The “no go” part of the Manson headspace “go” “no go” gauge set showed up from Brownells. I wasn’t sure exactly what information, other than the obvious, it would provide. As a minimum, I knew I would be able to do a quality job of checking out headspace on my own P229, and hopefully gain some insight into a add odd misfire problem I had experienced.
The first thing that became obvious is that it isn’t easy to measure, or draw dimensions from, a headspace gauge. The “go” gauge should fit the gun’s chamber, and the action should close without interference. The “go” gauge represents the minimum chamber size for the applicable cartridge. The “no go” gauge exceeds headspace spec and, as indicated in Part I, should barely prevent the action from closing with the gauge in place.
Measuring the overall length of a headspace gauge can be a little confusing, because overall length has little to do with the purpose of the gauges. In fact, in this case the “no-go” which is designed to represent a maximum headspace, is shorter from end to end than the “go” gauge which indicates minimum headspace. The “go” gauge also has a thinner rim and ran smaller in other areas to the point I began to think the gauges were miss-marked. The critical dimension of a headspace gauge is measured from the “case head” to a point on the tapered area of the gauge where there is a diameter of .4025″. This is the point that is large enough to rest at the far end of the chamber and restrict any further movement.

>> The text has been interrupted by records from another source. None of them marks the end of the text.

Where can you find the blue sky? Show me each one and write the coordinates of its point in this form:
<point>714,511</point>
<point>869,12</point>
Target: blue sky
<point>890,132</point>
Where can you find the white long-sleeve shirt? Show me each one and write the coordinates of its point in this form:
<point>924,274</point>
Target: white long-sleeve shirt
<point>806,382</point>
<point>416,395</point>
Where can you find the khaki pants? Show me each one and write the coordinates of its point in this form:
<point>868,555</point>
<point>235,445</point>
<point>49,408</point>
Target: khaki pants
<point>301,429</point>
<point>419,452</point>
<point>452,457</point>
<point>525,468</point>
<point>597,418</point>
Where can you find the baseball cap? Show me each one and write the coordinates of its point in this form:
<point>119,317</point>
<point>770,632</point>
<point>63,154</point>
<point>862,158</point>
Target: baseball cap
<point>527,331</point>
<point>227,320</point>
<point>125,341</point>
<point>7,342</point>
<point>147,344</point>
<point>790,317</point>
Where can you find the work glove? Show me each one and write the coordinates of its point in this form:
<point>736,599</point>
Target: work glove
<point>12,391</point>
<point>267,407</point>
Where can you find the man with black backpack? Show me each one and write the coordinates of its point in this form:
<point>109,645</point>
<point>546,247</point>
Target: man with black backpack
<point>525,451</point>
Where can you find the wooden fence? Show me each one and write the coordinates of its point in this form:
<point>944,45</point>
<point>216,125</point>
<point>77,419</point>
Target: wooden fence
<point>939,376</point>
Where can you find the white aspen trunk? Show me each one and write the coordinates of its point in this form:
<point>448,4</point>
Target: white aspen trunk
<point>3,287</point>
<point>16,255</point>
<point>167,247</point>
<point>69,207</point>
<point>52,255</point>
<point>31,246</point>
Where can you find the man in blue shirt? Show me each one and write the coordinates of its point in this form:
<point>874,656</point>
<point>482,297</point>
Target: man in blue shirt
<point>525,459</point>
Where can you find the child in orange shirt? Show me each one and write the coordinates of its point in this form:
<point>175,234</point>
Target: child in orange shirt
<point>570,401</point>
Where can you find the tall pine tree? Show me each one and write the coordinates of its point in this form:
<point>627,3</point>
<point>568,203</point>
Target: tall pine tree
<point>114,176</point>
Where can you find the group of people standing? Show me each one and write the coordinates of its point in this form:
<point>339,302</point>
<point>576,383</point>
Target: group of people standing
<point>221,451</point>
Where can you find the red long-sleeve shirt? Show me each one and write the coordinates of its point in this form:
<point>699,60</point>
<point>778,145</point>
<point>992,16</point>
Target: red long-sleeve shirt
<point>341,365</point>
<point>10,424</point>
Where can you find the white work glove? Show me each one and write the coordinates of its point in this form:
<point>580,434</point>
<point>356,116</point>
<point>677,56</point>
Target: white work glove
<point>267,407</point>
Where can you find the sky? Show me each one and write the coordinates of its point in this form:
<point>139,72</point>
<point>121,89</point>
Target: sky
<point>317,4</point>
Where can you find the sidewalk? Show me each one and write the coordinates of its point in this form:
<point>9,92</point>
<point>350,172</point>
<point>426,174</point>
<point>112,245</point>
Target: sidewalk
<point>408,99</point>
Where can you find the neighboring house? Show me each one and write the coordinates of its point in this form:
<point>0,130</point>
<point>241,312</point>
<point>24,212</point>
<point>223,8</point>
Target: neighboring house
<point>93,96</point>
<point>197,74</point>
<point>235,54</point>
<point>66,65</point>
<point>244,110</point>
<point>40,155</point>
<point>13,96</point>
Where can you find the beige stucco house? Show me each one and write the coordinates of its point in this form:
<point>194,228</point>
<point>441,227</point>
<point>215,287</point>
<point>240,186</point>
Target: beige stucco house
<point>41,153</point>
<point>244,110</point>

For the sake of illustration, I marked up a drawing of the .357 SIG cartridge, and colored the reference measurements red. Please do not use these for any purpose other than an explanation of how headspace gauges work.
The red line represents the datum line, or reference point on the case that will impede forward travel in the chamber. The measurement for the “go” gauge will be the distance from the datum line to the case head, 0.682″, which represents the minimum headspace for this cartridge. The “no-go” gauge is approximately 0.006″ longer, or 0.688″ from datum line to case head.
Even though the datum line on the gauge is the basis for all headspace measurement, where the gauge is located in relative. The gauge will move forward in the chamber until in encounters a diameter of 0.402″ which will prevent the gauge from moving any farther. From this point diameter, the “go” gauge will project rearward 0.682″, and the “no go” 0.688″. A gun in proper condition will close over the “go” gauge and barely not close over the “no go” gauge.
Placing the barrel back into the dial indicator fixture, the “go” gauge resulted in a zero reading, or as being on the exact same plane as the breech end of the barrel tang.
The “no go” gauge read +.006″ higher than the “go” gauge. As I indicated in Part I, the gun would not close on the “no go” gauge. According to the headspace gauges and the dial indicator readings, there was absolutely nothing wrong with the fit of the gun’s parts, nor was there excessive headspace. The gun was working within a .006″ range, which is actually a pretty tight.
Factory ammo measured between -.004″ and -.010″ lower than the “go” gauge, or over 2.5 times the tolerance of the gauges for minimum and maximum headspace, but all ammo fired reliably and primer strike impressions were normal. The firing pin, of course, protrudes much farther than needed to compress a primer, which provides some latitude for variances in ammunition dimensions and the pistol’s parts tolerance stack up. In checking fired cases, they uniformly read +.005″ higher than the “go” gauge, which is about the space remaining between the tang and the breech surface when the gun is locked up, less a little brass spring back.
The questions that comes to mind as I wallow around in this minutiae is, “So what, and who cares ?” Headspace gauges are intended to verify minimum and maximum chamber sizes, not to serve as a point of reference for measuring how ammo will headspace. I ‘m not sure what the various industry tolerances are for cartridge manufacturers, and I’m not so sure I’m interested enough in this information to invest a few bucks in a set of specs from SAMMI. For all I know, manufacturers may operate to a spec that would permit a -.015″ reading. Perhaps negative readings are consistent with increased reliability; better to insure the gun’s action will close and lock up than worry about a few thousandths of decreased headspace and the chance of an action not locking up over a dimensionally too long cartridge. Blow back designs just aren’t as critical to headspace as a bolt action rifle. Maybe it’s the lower chamber pressures, or maybe it’s the cycling slide that absorbs some of these problems.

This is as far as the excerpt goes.